Zero Architecture Changes, Plug-and-Play: Memories are standard tokens. With no changes to position embeddings or attention layouts, any mid-window LLM can be transformed into a linear-complexity long-context reasoner.
Unified Long-Text Modeling via RL: Formalizes memory read/write as an MDP and provides an autoregressive "Read-Write" decomposition, theoretically merging RL optimization with long-text modeling.
Addressing Multi-Conv DAPO Gaps: Training agent workflows across multiple independent contexts was previously unexplored; this paper provides a viable recipe for backpropagating advantages from the final answer dialogue to all precursor dialogues.

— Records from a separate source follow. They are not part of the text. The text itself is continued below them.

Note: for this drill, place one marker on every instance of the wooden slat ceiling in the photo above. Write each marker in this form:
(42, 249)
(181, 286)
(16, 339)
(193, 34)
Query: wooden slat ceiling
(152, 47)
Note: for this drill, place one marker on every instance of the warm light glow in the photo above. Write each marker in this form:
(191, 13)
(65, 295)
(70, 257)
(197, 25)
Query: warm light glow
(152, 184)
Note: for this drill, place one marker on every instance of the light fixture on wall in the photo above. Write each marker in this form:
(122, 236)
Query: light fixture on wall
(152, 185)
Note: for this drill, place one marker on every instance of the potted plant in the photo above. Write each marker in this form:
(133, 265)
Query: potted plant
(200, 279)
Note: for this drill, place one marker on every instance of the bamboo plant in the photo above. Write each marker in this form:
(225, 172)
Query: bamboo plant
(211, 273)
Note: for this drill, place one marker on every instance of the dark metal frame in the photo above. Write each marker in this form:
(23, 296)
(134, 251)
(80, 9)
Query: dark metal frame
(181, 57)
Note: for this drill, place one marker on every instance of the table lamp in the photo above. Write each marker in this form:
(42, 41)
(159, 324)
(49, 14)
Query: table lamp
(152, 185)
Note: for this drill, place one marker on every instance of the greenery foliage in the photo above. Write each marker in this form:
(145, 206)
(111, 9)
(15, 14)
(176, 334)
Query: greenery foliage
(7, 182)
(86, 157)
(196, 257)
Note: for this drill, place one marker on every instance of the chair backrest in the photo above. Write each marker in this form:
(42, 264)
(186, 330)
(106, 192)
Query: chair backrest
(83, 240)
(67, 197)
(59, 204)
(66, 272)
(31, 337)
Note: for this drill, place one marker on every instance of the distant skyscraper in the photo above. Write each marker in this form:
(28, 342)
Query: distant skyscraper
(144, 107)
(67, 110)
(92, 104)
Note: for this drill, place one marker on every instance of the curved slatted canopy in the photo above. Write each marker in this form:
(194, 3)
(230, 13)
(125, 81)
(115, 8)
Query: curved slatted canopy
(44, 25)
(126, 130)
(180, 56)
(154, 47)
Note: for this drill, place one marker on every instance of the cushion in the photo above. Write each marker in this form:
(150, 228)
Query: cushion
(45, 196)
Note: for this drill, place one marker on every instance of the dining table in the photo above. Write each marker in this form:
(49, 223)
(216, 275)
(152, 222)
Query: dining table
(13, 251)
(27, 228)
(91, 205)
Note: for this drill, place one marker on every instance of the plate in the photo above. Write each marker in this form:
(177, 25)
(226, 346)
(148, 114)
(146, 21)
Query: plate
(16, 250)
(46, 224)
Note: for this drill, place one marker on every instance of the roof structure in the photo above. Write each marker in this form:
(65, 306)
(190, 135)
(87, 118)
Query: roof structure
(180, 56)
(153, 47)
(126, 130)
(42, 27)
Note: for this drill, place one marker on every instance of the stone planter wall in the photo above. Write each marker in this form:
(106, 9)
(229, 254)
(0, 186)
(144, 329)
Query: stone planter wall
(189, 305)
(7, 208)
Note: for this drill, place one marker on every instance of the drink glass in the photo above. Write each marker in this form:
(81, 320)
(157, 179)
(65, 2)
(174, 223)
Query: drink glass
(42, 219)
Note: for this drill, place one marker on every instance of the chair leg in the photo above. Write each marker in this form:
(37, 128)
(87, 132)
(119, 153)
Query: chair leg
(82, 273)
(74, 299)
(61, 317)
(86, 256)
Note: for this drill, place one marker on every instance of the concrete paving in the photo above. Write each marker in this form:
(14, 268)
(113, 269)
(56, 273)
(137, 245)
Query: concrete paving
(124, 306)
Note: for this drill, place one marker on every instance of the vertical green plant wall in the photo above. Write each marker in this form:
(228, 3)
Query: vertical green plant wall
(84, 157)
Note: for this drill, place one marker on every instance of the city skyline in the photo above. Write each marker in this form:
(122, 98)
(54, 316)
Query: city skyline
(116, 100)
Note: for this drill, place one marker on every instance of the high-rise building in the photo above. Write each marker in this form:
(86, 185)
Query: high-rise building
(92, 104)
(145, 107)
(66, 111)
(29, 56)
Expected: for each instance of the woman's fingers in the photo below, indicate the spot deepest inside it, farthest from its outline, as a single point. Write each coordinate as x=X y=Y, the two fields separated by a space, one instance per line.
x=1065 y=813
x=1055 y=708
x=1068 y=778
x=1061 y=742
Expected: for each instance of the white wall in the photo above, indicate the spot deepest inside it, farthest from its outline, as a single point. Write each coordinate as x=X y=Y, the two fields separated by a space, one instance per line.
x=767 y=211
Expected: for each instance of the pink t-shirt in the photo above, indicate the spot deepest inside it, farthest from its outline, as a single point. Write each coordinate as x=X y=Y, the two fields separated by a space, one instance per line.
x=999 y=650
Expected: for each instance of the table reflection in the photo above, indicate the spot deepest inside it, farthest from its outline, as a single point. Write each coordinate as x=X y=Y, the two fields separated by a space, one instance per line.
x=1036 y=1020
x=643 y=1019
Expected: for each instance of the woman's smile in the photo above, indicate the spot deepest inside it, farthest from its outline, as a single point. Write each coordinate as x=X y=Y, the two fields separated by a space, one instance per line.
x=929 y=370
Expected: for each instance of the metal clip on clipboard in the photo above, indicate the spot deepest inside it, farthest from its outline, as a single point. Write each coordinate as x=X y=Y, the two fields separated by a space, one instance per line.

Limitations & Future Work¶

Overwriting is Lossy: Fixed-length memory inevitably discards information. This may be detrimental for tasks requiring precise recall of many details or multi-hop reasoning involving scattered clues; the fixed \(M\) capacity is a hard constraint.
Sequential Streaming Processing: Chunks must be processed in order and memory updated serially. It is difficult to parallelize within a single sample, and the wall-clock time for long document inference remains linearly affected by the number of chunks.
Reliance on Verifiable Rewards: The RLVR formulation requires answers to be checkable via rule-based verifiers. Designing rewards for open-ended generation or long-text tasks without standard answers remains an open problem.
Adaptive Memory Capacity: Future work could explore dynamically adjusting memory length based on task difficulty or utilizing hierarchical memory to alleviate the bottlenecks of fixed-length memory in high-information-density texts.

This work lies at the intersection of and transcends three long-context routes (length extrapolation, sparse/linear attention, and context compression). Like compression methods, it condenses information but without disrupting standard autoregressive generation. Like linear attention, it ensures linear complexity but without requiring training from scratch or manual pattern design. It inherits "external memory" concepts from NTM/Memory Networks but makes memory read/write strategies learnable via RL. Training-wise, it extends RLVR algorithms like DAPO/GRPO from single dialogues to multi-dialogue workflows, offering a general strategy for end-to-end training in scenarios like agents, tool calling, and long-range planning.

Rating¶

Novelty: ⭐⭐⭐⭐ — The combination of "fixed-length overwritable memory + Multi-Conv DAPO" reframes the long-context problem cleanly, with original contributions in autoregressive decomposition and multi-dialogue RL extension.
Experimental Thoroughness: ⭐⭐⭐⭐ — Covers extreme extrapolation curves from 7K to 3.5M, NIAH/LongBench-QA/SUM multi-benchmarks, and w/o RL controls, providing a complete and convincing chain of evidence.
Writing Quality: ⭐⭐⭐⭐ — The motivation (human note-taking) is clear, methods and formulas align well with diagrams, and the "trinity" argument structure is well-defined.
Value: ⭐⭐⭐⭐ — Provides a practical recipe to turn ordinary LLMs into linear-complexity long-context reasoners without architectural changes, with direct implications for industrial long-text systems and agent long-term memory.